Our mechanistic analysis in this paper reveals that the nusinersen-like ASO promotes the deployment of the silencing histone mark H3K9me2 on the SMN2 gene, especially around its target site, similarly to reported nuclear effects of siRNAs that target pre-mRNA sequences creating a roadblock to RNAPII elongation that affects alternative splicing (Alló et al., 2009; Schor et al., 2013). We show that both the increase in H3K9 dimethylation and the accumulation of RNAPII at ASO1’s target region are abrogated by HDAC inhibitors. ASO1 triggers accumulation of total RNAPII and its two main phosphoisoforms, suggesting that it acts as a general steric impediment, rather than regulating RNAPII phosphorylation. The chromatin effect of ASO1 does not appear to involve R-loop formation (Tang-Wong et al., 2019) because the effect of ASO1 is not altered by overexpression of RNase H, an enzyme that degrades RNA in RNA-DNA hybrids (Suppl. Fig. 1F). This suggests that ASO1 does not act through hybridization to DNA, as opposed to RNA, consistent with the previous demonstration that an oligonucleotide with complementary sequence to nusinersen (sense oligo) has no effect on SMN2 E7 inclusion (Rigo et al., 2014).
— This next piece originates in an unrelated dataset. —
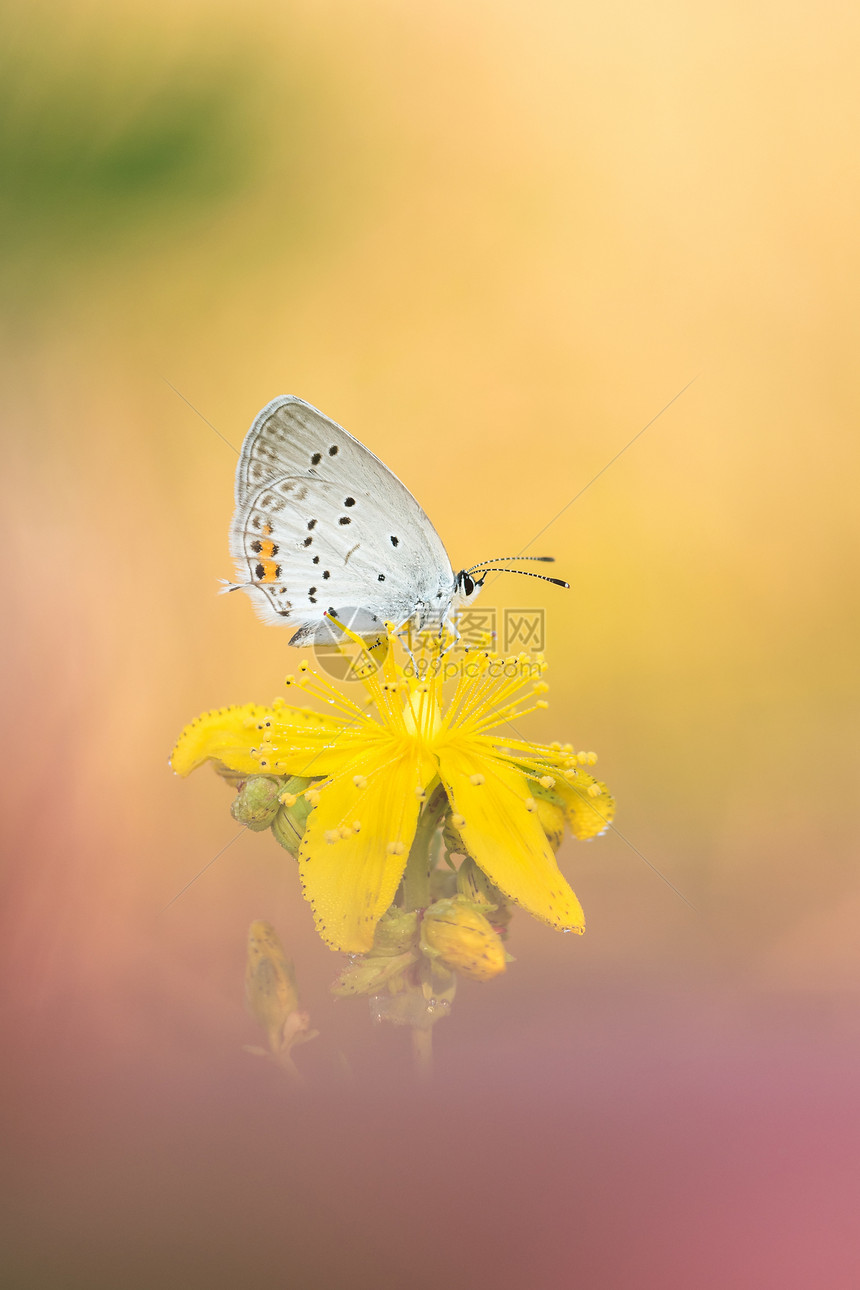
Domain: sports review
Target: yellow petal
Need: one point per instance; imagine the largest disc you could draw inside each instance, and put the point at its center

These findings reveal unforeseen alterations to the deployment of histone marks induced by ASO treatment at the targeted gene. Most importantly, we show that the chromatin effects of the ASOs are sequence-specific, not restricted to intronic regions or to the merged SMN1/2 genes (Figs. 5C and D) and therefore, potentially able to affect, either positively or negatively, other ASO-based therapies. In particular, the uncoupling experiments with SMN2 ASO2 (Figs. 4B–F) confirm the model of Fig. 4A, in which the nusinersen ASO1 has two opposite effects on SMN2 E7 inclusion: a positive one through displacement of the negative splicing factors hnRNP A1/A2; and a negative one through triggering the deployment of the H3K9me2 mark. In this context, promotion of histone acetylation mitigates the negative effect at suboptimal ASO1 concentrations.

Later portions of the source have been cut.